В противоположность этим взглядам мы назвали героическим реализмом позицию новой породы, которой известна "как наступательная работа, так и защита безнадежных постов, в то время как улучшение или ухудшение породы является для нее второстепенным. Есть вещи важнее и ближе, чем начало и конец, жизнь и смерть. Бросая все силы в бой, всегда можно достичь высшей цели; примером служат погибшие в мировой войне, чье значение ни на малую долю не уменьшается оттого, что пали они именно в это, а не в какое-либо иное время. Они погибали ради будущего в той же мере, что и ради духа традиции.
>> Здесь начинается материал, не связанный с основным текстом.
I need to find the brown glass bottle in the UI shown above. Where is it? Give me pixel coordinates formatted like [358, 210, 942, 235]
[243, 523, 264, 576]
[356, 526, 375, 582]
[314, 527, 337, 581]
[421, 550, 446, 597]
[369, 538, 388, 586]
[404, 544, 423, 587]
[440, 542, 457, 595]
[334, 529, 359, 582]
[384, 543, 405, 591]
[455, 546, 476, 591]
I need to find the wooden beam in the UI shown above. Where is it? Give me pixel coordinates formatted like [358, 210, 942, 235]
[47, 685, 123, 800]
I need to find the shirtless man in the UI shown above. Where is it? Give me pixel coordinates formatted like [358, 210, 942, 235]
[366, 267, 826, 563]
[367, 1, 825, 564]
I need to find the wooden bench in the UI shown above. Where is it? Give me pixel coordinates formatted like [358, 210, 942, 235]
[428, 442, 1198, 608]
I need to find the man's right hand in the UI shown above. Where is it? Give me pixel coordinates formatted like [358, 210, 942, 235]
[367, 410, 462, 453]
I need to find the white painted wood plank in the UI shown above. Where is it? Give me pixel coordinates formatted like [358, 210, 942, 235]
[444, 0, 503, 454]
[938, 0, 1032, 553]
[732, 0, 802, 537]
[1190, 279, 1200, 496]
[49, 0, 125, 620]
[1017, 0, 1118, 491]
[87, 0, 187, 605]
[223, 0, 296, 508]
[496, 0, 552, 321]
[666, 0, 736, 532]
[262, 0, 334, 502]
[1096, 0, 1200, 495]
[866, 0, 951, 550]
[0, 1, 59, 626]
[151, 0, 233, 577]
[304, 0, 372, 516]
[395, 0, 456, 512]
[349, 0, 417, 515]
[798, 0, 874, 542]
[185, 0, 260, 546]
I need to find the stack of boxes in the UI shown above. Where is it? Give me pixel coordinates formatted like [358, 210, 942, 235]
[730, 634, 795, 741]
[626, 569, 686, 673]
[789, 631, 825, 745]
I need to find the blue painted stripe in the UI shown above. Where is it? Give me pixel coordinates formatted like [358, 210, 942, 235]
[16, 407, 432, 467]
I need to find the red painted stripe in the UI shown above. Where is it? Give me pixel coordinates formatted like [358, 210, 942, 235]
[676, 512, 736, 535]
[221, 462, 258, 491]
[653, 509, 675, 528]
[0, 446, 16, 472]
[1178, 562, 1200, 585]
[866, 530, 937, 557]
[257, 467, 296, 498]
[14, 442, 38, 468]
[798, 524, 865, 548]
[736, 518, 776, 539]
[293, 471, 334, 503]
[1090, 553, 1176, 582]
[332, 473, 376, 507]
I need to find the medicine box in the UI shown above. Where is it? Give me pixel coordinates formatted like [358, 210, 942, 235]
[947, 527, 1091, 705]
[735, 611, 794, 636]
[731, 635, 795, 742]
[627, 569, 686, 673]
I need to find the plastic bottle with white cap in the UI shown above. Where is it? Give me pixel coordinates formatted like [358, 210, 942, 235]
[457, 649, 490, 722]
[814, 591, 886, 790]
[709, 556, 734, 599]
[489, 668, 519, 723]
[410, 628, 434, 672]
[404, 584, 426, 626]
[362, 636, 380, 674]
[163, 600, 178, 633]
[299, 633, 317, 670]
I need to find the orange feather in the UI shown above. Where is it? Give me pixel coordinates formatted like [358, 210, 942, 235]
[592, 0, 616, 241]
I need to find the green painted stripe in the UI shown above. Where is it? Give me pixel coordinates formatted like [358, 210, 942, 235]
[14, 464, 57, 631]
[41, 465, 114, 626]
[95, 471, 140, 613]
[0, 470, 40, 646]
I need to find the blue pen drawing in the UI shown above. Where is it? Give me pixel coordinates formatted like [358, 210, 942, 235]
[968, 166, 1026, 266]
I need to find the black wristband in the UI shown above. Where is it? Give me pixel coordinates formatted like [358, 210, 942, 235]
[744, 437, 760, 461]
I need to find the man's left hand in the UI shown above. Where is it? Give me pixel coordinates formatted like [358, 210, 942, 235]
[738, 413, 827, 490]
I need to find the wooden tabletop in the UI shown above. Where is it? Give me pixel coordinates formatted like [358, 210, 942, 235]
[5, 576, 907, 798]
В момент превращения, ведущего через смерть, это различие исчезает в сплаве, имеющем более высокое значение.

В этом духе и нужно воспитывать юношество. Набросок контуров гештальта ничего обещать не может; самое большее, он может символизировать то обстоятельство, что сегодня жизнь, как и прежде, обладает высоким рангом и что тому, кто умеет жить, жить, по-видимому, стоит.

Конечно, это предполагает своеобразное, не унаследованное и не приобретенное, сознание иерархических отличий, которым вполне может располагать как раз очень простая жизнь и в котором нужно видеть примету новой аристократии.

27

В-третьих, с предыдущим связано то обстоятельство, что вопрос о ценности не является решающим. Подобно тому как гештальт нужно искать по ту сторону воли и вне идеи развития, он обретается и по ту сторону ценностей: он не имеет качества.